In the fall, Andrew Hunter plans on attending the University of Virginia in Charlottesville
To Andrew Hunter, actually saying that he graduated high school still is weird.
“It still really hasn’t hit yet,” Hunter said. “It’s just happening so fast because it does feel like yesterday I was just a little 6-year-old kid going to Windermere Prep for the first time.”
Hunter began school at Windermere Preparatory School in 2006. He was an IB diploma candidate, captain of both the soccer and lacrosse teams — both of which he played varsity all four years — MVP in lacrosse and recipient of the 2019 Windermere Preparatory School Academic Athlete of the Year while in the top 10 of the Class of 2019.
On top of his awards for both sports and athletics, Hunter was also named a finalist for the National Merit Scholarship.
The National Merit Scholarship Corporation honors academic achievements of high school students each year in the U.S. While not named a National Merit Scholar, Hunter became a finalist, an honor he shares with only 15,000 other high-schoolers in the country.
“It was really cool to have an honor I know some great kids before me have had, and also great kids around the country were also being considered for it,” Hunter said.
Reflecting on his time in school, with all of the responsibility and challenges, Hunter described it as a balancing act. In addition to sports and academics, Hunter also was an editor of the school’s yearbook and for a final project, he raised more than $2,000 for Cystic Fibrosis research.
He said the academics at Windermere Prep were difficult, but he always made a point to try to not get too weighed down by the responsibilities.
Luckily, his school was supportive and his friends were there for him, and going through the same thing, he said. Throughout the years, Windermere Prep became like his second home.
“Everyone there is super supportive; it’s not like a competition between people,” said Hunter. “Everybody helps everybody there grow.”
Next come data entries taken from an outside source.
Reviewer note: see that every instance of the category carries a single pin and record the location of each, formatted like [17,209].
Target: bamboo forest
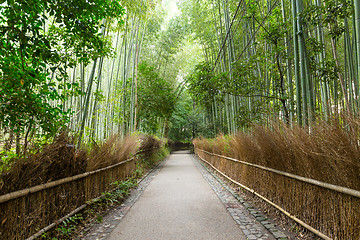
[104,90]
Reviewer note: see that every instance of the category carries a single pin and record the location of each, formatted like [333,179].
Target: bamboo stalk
[307,226]
[24,192]
[340,189]
[11,196]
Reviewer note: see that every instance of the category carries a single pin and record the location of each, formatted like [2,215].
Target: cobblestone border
[252,222]
[101,231]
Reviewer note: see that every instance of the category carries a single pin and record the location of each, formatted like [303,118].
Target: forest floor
[182,200]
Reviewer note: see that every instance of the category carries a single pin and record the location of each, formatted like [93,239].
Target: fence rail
[340,189]
[327,210]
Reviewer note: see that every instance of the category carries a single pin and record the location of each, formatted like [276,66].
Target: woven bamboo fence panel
[333,213]
[25,215]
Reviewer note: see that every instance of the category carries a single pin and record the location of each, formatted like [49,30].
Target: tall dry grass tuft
[57,160]
[329,153]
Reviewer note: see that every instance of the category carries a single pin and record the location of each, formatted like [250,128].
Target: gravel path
[182,200]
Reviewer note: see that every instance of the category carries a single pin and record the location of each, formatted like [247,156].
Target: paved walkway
[178,204]
[180,199]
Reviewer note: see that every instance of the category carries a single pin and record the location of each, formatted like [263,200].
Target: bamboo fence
[330,211]
[23,213]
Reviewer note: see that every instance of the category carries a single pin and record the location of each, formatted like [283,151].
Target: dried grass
[330,153]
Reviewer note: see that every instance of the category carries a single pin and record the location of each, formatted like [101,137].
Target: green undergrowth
[75,226]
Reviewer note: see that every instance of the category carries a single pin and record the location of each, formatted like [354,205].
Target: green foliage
[203,85]
[40,40]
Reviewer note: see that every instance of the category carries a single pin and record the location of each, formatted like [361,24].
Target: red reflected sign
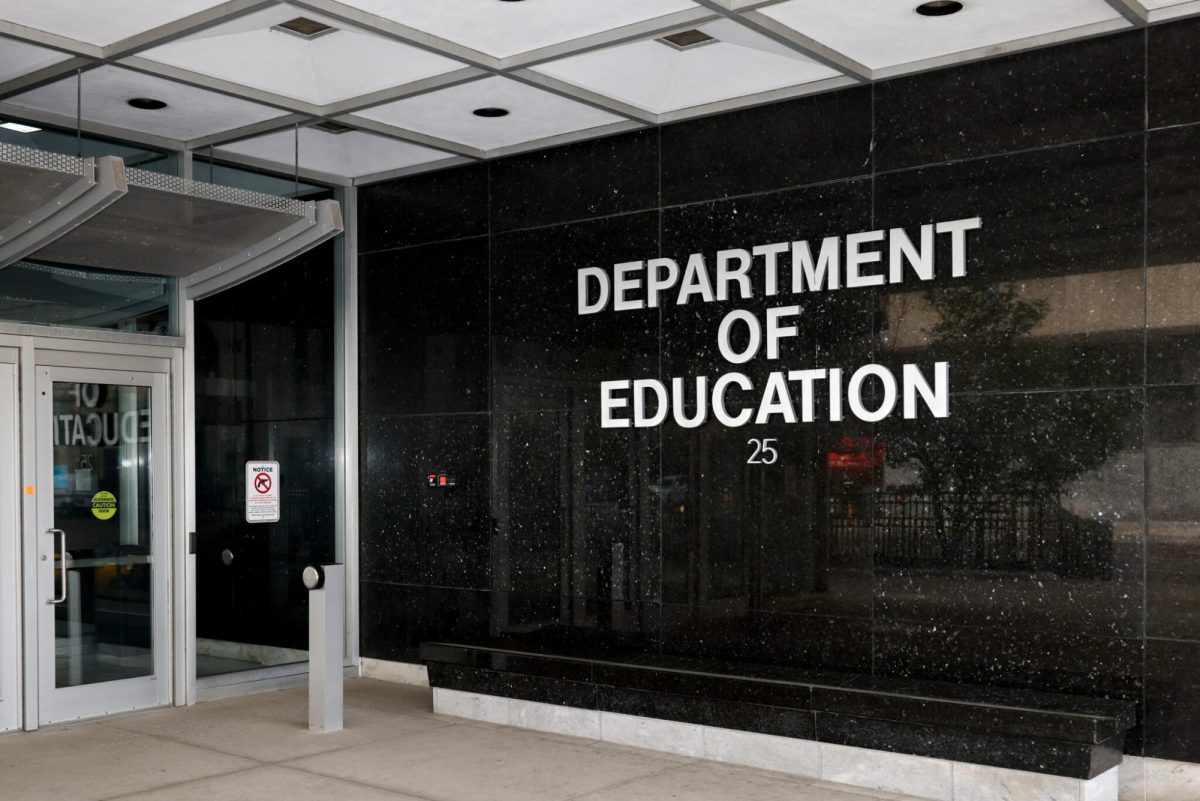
[858,456]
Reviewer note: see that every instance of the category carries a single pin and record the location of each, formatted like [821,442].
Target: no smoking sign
[262,492]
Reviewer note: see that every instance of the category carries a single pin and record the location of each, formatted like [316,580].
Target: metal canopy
[168,226]
[43,196]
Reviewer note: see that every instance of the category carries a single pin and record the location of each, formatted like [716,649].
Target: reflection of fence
[1000,533]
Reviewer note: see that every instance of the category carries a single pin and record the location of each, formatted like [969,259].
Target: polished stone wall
[1045,535]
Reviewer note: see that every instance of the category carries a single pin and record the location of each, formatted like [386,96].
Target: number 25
[763,451]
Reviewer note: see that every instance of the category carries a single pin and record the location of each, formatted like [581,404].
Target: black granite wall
[1045,535]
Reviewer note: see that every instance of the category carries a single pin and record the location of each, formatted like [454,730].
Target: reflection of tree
[1008,449]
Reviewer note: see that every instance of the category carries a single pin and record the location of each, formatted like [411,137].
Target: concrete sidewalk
[394,748]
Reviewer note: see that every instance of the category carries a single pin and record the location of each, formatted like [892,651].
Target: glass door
[10,528]
[103,562]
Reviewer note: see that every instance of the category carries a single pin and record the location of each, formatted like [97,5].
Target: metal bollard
[327,636]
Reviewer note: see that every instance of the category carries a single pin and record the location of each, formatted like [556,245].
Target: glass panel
[246,179]
[102,506]
[264,390]
[95,299]
[42,137]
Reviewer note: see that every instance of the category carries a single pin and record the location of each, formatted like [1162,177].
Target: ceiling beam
[413,89]
[565,138]
[1131,10]
[220,85]
[99,128]
[48,40]
[247,131]
[403,172]
[633,32]
[412,137]
[779,32]
[276,168]
[490,65]
[45,76]
[180,28]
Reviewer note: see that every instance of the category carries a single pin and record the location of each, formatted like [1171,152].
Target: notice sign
[262,492]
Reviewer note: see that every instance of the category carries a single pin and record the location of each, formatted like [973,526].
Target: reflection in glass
[96,299]
[102,468]
[264,390]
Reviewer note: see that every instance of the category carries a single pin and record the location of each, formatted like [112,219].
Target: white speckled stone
[1170,781]
[1132,780]
[684,739]
[550,717]
[766,751]
[455,703]
[879,770]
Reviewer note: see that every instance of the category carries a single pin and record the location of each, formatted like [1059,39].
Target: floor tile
[95,760]
[268,782]
[463,763]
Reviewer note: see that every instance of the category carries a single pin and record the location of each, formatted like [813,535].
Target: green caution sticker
[103,505]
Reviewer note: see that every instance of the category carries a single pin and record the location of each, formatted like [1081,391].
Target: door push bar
[327,639]
[63,554]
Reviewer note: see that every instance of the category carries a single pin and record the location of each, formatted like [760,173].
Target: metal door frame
[10,547]
[60,705]
[65,347]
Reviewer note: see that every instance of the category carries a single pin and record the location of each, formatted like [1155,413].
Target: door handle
[63,556]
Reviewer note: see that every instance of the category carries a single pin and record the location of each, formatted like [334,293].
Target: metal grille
[148,180]
[41,160]
[1018,533]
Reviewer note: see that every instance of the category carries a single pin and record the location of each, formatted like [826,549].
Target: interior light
[939,7]
[687,40]
[333,126]
[305,28]
[147,103]
[18,127]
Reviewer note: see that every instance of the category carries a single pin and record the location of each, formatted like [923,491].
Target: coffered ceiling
[359,90]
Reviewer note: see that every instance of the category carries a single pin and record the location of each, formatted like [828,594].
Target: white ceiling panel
[507,29]
[190,112]
[323,70]
[660,78]
[99,22]
[886,32]
[349,155]
[1163,10]
[18,59]
[533,114]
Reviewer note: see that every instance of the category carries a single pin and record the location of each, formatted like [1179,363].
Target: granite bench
[1069,736]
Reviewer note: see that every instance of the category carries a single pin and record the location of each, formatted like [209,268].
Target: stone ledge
[937,780]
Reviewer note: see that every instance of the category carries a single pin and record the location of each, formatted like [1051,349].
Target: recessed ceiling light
[305,28]
[687,40]
[147,103]
[331,126]
[18,127]
[939,7]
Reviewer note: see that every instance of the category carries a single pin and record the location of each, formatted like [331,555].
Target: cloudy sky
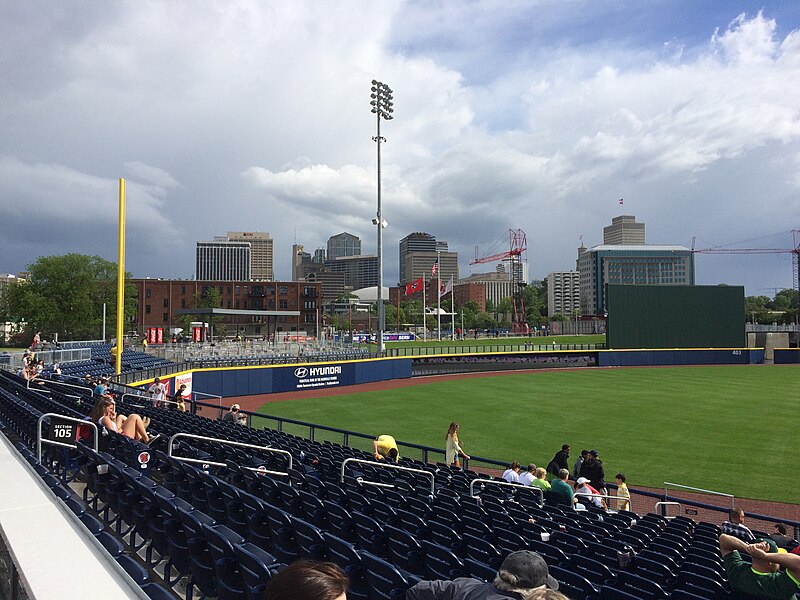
[539,115]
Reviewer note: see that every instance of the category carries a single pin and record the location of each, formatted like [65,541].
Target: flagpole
[424,293]
[452,311]
[439,297]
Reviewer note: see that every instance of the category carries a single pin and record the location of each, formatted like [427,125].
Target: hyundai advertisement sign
[387,337]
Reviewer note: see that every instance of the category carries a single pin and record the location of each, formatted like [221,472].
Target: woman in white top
[105,413]
[452,448]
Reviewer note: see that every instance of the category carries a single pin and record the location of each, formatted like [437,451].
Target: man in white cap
[158,392]
[522,575]
[234,415]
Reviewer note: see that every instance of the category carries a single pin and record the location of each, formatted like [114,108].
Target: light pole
[382,107]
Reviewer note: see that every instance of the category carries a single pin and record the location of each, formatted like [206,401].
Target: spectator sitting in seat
[523,574]
[234,415]
[762,578]
[624,500]
[540,480]
[781,539]
[560,491]
[105,413]
[584,489]
[308,579]
[158,392]
[735,526]
[511,474]
[528,476]
[385,448]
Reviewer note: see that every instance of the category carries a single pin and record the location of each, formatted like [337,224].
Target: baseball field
[726,428]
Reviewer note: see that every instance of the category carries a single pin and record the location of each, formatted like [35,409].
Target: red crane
[795,252]
[517,244]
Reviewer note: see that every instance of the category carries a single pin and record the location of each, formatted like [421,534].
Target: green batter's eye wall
[667,316]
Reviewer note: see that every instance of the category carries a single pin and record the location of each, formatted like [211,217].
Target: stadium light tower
[382,107]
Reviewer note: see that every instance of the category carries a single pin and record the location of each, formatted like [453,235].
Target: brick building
[159,299]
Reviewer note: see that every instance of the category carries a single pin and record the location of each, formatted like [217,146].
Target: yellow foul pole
[120,278]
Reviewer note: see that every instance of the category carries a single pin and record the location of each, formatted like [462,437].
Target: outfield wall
[786,356]
[255,380]
[681,356]
[263,379]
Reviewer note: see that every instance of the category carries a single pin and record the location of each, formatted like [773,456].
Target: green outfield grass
[728,428]
[473,343]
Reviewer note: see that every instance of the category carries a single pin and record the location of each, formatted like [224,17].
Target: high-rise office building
[630,265]
[261,253]
[360,271]
[343,244]
[299,258]
[418,253]
[623,231]
[222,260]
[563,292]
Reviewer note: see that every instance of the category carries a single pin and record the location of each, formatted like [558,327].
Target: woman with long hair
[105,413]
[453,446]
[308,580]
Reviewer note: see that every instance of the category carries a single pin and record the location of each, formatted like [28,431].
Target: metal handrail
[229,443]
[517,486]
[610,497]
[40,441]
[658,505]
[700,490]
[386,466]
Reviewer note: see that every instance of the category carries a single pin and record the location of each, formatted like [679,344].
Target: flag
[446,288]
[414,286]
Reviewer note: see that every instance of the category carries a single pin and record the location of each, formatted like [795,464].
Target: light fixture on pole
[382,107]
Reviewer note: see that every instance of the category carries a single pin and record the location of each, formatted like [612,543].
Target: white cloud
[237,115]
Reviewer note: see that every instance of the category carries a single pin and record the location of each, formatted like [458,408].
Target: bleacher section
[202,529]
[102,363]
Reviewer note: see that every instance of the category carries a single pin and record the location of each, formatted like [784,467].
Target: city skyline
[542,118]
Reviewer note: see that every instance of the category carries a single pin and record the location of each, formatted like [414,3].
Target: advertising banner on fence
[184,379]
[320,376]
[387,337]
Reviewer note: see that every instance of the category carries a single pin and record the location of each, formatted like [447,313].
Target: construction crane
[795,252]
[517,244]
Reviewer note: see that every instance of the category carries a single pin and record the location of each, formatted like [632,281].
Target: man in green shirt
[762,579]
[560,490]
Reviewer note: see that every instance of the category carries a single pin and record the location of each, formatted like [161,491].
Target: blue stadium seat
[571,584]
[405,551]
[347,557]
[385,580]
[310,543]
[221,541]
[256,568]
[136,571]
[479,570]
[441,562]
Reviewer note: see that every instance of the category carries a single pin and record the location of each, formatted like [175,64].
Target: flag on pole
[414,286]
[446,288]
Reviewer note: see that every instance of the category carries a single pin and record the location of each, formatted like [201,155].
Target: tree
[65,296]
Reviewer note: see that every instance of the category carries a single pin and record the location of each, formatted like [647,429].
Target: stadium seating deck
[199,529]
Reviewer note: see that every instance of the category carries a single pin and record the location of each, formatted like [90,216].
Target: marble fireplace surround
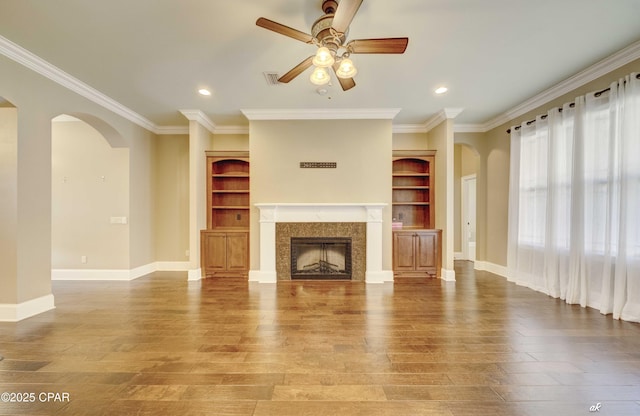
[368,213]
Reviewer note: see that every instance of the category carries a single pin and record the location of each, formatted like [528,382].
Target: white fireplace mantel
[270,214]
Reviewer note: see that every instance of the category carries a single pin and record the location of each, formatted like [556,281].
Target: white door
[469,217]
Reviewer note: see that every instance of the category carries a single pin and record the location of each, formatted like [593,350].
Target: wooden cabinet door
[237,251]
[403,251]
[425,245]
[214,252]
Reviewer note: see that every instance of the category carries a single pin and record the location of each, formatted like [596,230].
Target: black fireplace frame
[296,242]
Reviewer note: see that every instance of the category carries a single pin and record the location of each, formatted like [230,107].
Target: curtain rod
[530,122]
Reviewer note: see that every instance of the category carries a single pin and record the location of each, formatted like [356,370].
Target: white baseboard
[14,312]
[448,275]
[172,266]
[122,274]
[379,277]
[193,275]
[91,274]
[490,267]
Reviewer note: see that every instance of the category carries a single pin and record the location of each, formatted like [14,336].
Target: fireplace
[320,258]
[363,222]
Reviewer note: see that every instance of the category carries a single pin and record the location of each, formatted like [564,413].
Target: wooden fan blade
[345,12]
[297,70]
[386,45]
[345,83]
[284,30]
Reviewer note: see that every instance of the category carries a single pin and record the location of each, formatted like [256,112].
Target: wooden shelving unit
[417,247]
[228,190]
[413,191]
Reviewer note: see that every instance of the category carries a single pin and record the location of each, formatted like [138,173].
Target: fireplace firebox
[321,258]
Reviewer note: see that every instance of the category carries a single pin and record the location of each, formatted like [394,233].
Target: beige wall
[466,163]
[361,149]
[440,139]
[410,141]
[227,142]
[172,198]
[38,100]
[90,184]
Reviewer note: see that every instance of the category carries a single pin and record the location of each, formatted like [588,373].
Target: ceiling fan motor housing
[322,32]
[329,6]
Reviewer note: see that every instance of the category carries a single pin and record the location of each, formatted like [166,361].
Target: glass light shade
[323,58]
[346,69]
[320,76]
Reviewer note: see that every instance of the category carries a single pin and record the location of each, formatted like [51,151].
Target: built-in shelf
[412,189]
[225,242]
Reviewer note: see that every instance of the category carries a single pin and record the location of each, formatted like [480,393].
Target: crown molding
[469,128]
[322,114]
[601,68]
[171,130]
[44,68]
[201,118]
[232,130]
[444,114]
[452,112]
[409,128]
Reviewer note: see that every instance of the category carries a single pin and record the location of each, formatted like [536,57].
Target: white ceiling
[152,56]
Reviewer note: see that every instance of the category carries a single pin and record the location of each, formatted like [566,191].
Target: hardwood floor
[161,345]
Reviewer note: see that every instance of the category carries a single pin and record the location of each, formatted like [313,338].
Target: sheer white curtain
[574,202]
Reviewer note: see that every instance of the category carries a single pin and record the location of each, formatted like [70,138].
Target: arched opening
[90,199]
[466,168]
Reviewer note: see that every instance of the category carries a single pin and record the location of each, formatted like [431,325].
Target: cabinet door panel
[237,251]
[403,251]
[426,251]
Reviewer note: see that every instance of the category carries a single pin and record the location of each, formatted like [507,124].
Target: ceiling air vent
[272,78]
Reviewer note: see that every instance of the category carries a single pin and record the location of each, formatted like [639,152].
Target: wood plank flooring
[160,345]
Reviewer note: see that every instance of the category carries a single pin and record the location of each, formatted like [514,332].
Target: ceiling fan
[329,34]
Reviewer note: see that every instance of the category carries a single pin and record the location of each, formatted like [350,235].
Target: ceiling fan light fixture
[346,69]
[323,58]
[320,76]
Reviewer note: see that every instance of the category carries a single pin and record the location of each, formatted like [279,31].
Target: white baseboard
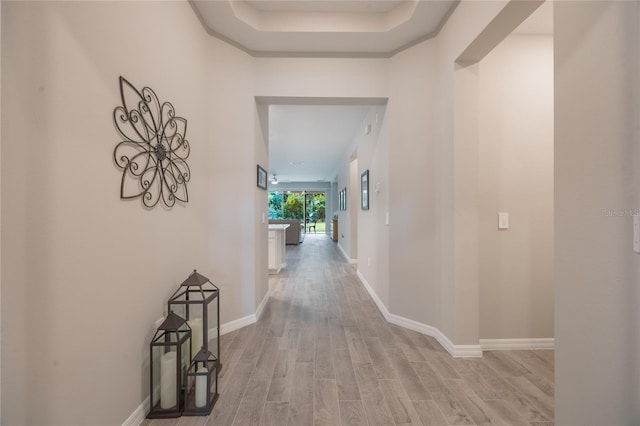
[517,344]
[237,324]
[346,256]
[263,304]
[139,414]
[456,351]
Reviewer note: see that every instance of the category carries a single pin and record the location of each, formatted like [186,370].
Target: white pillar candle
[201,388]
[168,380]
[196,335]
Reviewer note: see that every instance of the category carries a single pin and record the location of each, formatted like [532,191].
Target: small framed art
[262,177]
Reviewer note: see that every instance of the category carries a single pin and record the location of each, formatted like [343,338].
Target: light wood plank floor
[322,354]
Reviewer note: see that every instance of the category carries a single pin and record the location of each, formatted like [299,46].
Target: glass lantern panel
[164,387]
[186,359]
[213,383]
[192,312]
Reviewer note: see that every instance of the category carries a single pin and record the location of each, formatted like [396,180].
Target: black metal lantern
[197,300]
[201,384]
[170,352]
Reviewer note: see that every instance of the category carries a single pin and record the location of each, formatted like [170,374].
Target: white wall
[597,49]
[515,175]
[85,275]
[373,233]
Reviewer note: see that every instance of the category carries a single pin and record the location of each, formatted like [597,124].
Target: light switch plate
[636,233]
[503,220]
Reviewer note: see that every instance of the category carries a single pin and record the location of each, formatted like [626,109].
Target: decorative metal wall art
[153,150]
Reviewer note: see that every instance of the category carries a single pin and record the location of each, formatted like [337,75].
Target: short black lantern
[197,300]
[201,386]
[170,352]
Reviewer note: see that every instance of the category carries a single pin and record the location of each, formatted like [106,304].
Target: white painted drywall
[86,275]
[596,63]
[515,175]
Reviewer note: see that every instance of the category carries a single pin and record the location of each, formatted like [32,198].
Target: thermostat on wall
[503,220]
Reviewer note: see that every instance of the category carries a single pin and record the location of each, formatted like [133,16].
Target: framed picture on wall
[364,190]
[262,177]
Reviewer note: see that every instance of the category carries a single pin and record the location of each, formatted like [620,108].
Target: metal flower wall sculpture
[153,150]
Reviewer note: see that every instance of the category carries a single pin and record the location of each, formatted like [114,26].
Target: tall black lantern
[201,384]
[197,300]
[170,352]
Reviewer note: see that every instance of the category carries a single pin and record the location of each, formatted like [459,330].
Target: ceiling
[308,142]
[361,28]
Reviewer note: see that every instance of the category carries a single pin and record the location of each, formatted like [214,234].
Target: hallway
[322,354]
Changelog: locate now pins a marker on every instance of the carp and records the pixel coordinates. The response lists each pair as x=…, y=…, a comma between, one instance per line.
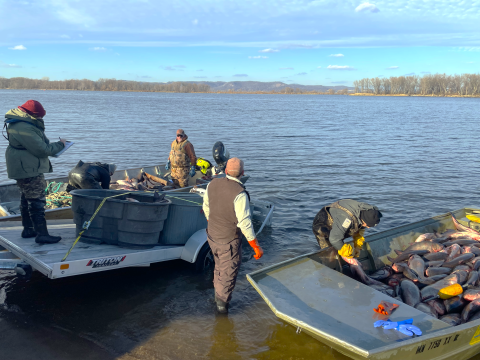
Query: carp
x=436, y=256
x=434, y=263
x=472, y=278
x=470, y=310
x=406, y=255
x=437, y=271
x=438, y=306
x=426, y=309
x=458, y=260
x=410, y=293
x=455, y=304
x=382, y=273
x=425, y=245
x=472, y=294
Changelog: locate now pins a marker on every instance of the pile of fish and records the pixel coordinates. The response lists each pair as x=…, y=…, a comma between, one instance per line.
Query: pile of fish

Hunter said he’ll miss his friends, teachers, coaches and the community around the school more than anything.
Jacob Doss, athletic director at Windermere Preparatory School, had high praise for Hunter. He said the school will miss his leadership both on and off the field.
“Andrew was the epitome of what a student athlete at Windermere Prep should strive to be,” Doss said.
Now with graduation in the past, Hunter is looking to the future. In the fall, he plans on attending the University of Virginia in Charlottesville. He is looking forward to exploring a few different programs before settling on one field of study.
“We’ve been supportive of our boys not necessarily having to know exactly what they’re going to be or what they’re going to do and going to a place where they’re going to explore lots of different things,” Michele Hunter, Andrew’s mother, said. “He’s a really well-rounded student (and) did well in everything. So, he just has to find what he’s passionate about.”
Hunter knows a few people in the area, but for the most part, come fall, he’ll be starting over in a new state. Having visited the campus, Hunter said he felt at home right away. As a bonus, sports have a lot to do with campus culture. And though Hunter doesn’t plan on playing soccer or lacrosse beyond clubs or intramurals, he still plans on being involved and playing when he can.
Visiting in March, Hunter and his parents experienced the campus right at peak basketball season as the school’s team had just progressed into the final four of NCAA March Madness, which they ultimately won. His mother even met one of the players on campus.
“It’s a great school, and I’m humbled to be able to go there,” Hunter said.
There still are a few months before orientation, and with the future ahead of him, Hunter seems to be taking it one step at at time. At the moment, he’s getting ready for a summer of traveling with family and friends before he starts his next phase of life in the fall.